Ick2 design discussion

[[!tag ick continuous-integration]]

Recently, Daniel visited us in Helsinki. In addition to enjoying local food and scenerey, we spent some time together in front of a whiteboard to sketch out designs for Ick2. Ick is my continuous integration system, and it's all Daniel's fault for suggesting the name. Ahem.

I am currently using the first generation of Ick and it is a rigid, cumbersome, and fragile thing. It works well enough that I don't miss Jenkins, but I would like something better. That's the second generation of Ick, or Ick2, and that's what we discussed with Daniel.

Where pretty much everything in Ick1 is hardcoded, everything in Ick2 will be user-configurable. It's my last, best chance to go completely overboard in the second system syndrome manner.

Where Ick1 was written in a feverish two-week hacking session, rushed because my Jenkins install at the time had broken one time too many, we're taking our time with Ick2. Slow and careful is the tune this time around.

Our "minimum viable product" or MVP for Ick2 is defined like this:

Ick2 builds static websites from source in a git repository, using ikiwiki, and published to a web server using rsync. A change to the git repository triggers a new build. It can handle many separate websites, and if given enough worker machines, can build many of them concurrently.

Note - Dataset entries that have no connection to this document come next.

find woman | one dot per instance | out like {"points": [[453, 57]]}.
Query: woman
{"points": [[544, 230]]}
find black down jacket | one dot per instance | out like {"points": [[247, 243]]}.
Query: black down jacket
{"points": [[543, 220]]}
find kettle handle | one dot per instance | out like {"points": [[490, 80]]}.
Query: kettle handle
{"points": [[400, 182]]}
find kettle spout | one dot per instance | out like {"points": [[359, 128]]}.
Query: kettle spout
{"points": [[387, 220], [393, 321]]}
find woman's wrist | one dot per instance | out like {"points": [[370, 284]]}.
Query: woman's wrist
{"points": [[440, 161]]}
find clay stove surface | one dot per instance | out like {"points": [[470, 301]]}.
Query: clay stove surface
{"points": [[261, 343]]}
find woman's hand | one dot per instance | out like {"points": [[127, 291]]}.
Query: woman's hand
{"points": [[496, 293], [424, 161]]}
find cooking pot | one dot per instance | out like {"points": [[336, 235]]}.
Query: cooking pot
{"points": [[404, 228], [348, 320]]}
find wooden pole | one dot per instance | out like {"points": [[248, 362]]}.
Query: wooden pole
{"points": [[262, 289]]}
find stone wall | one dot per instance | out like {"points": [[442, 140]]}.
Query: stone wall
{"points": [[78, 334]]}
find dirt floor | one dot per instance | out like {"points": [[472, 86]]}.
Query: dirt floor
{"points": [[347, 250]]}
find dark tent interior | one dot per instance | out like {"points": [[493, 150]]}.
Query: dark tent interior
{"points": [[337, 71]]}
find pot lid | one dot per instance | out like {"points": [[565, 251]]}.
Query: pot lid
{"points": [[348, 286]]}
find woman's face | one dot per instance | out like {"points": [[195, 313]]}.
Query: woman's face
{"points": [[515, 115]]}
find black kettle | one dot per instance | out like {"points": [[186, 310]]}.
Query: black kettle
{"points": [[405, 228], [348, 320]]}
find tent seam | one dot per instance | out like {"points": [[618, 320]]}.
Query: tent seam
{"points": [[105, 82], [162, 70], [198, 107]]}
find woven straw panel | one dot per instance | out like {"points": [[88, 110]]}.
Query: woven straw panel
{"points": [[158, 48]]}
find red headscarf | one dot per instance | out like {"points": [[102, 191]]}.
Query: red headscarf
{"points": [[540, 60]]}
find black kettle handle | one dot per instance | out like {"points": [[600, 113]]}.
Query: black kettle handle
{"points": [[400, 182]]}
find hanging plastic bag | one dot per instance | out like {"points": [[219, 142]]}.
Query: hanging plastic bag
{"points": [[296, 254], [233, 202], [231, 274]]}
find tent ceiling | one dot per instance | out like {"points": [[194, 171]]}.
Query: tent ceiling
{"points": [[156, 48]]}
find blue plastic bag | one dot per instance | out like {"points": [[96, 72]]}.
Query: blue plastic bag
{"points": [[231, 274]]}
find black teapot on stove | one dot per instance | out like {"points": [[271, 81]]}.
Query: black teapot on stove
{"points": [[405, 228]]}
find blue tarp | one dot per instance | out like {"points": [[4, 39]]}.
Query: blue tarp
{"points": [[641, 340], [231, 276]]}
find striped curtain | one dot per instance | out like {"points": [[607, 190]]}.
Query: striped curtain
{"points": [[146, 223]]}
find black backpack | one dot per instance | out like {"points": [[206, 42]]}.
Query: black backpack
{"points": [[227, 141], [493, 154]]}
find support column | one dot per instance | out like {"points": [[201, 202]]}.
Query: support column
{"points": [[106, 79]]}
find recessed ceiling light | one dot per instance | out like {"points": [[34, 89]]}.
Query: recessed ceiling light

This is a real task, and something we already do with Ick1 at work. It's a reasonable first step for the new program.

Some decisions we made:

The Ick2 controller, which decides which projects to build, and what's the next build step at any one time, will be reactive only. It will do nothing except in response to an HTTP API request. This includes things like timed events. An external service will need to poke the controller at the right time.
The controller will be accompanied by worker manager processes, which fetch instructions of what to do next, and control actual worker over ssh.
Provisioning of the workers is out of scope for the MVP. For the MVP we are OK with a static list of workers. In the future we might make worker registration be a dynamic things, but not for the MVP. (Parts or all of this decision may be changed in the future, but we need to start somewhere.)
The MVP publishing will happen by running rsync to a web server. Providing credentials for the workers to do that is the sysadmin's problem, not something the MVP will handle itself.
The MVP needs to handle more than one worker, and more than one pipelines, and needs to build things concurrently when there's call for it.
The MVP will need to read the pipelines (and their steps and any other info) from YAML config files, and can't have that stuff hardcoded.
The MVP API will have no authentication or authorization stuff yet.

The initial pipelines will be basically like this, but expressed in some way by the user:

Clone the source repoistory.
Run ikiwiki --build to build the website.
Run rsync to publish the website on a server.

Assumptions:

Every worker can clone from the git server.
Every worker has all the build tools.
Every worker has rsync and access to every web server.
Every pipeline run is clean.

Actions the Ick2 controller API needs to support:

List all existing projects.
Trigger a project to build.
Query what project builds are running.
Get build logs for a project: current log (from the running build), and the most recent finished build.

A sketch API:

POST /projects/foo/+trigger

Trigger build of project foo. If the git hasn't changed, the build runs anyway.
GET /projects

List names of all projects.
GET /projects/foo

On second thought, I can't think of anything useful for this to return for the MVP. Scratch.
GET /projects/foo/logs/current

Return entire known build log captured so far for the currently running build.
GET /projects/foo/logs/previous

Return entire build log for latest finished build.
GET /work/bar

Used by worker bar: return next not-yet-finished step to run as a JSON object containing fields "project" (name of project for which to run the step) and "shell" (a shell command to run). The call will return the same JSON object until the worker reports it as having finished.
POST /work/bar/snippet

Used by worker bar to report progress on the currently running step: a JSON object containing fields "stdout" (string with output from the shell command's stdout), "stderr" (ditto but stderr), and "exit_code" (the shell command's exit code, if it's finished, or null).

Sequence:

Git server has a hook that calls "GET /projects/foo/+trigger" (or else this is simulated by user).
Controller add a build of project foo to queue.
Worker manager calls "GET /work/bar", gets a shell command to run, and starts running it on its worker.
While worker runs shell command, every second or so, worker manager calls "POST /work/bar/snippet" to report progress including collected output, if any.
Controller responds with OK or KILL, and if the latter, worker kills the command it is running. Worker manager continues reporting progress via snippet until shell command is finished (on its own or by having been killed).
Controller appends any output reported via .../snippet. When it learns a shell command has finished, it updates its idea of the next step to run.
When controller learns a project has finished building, it rotates the current build log to be the previous one.

The next step will probably be to sketch a yarn test suite of the API and implement a rudimentary one.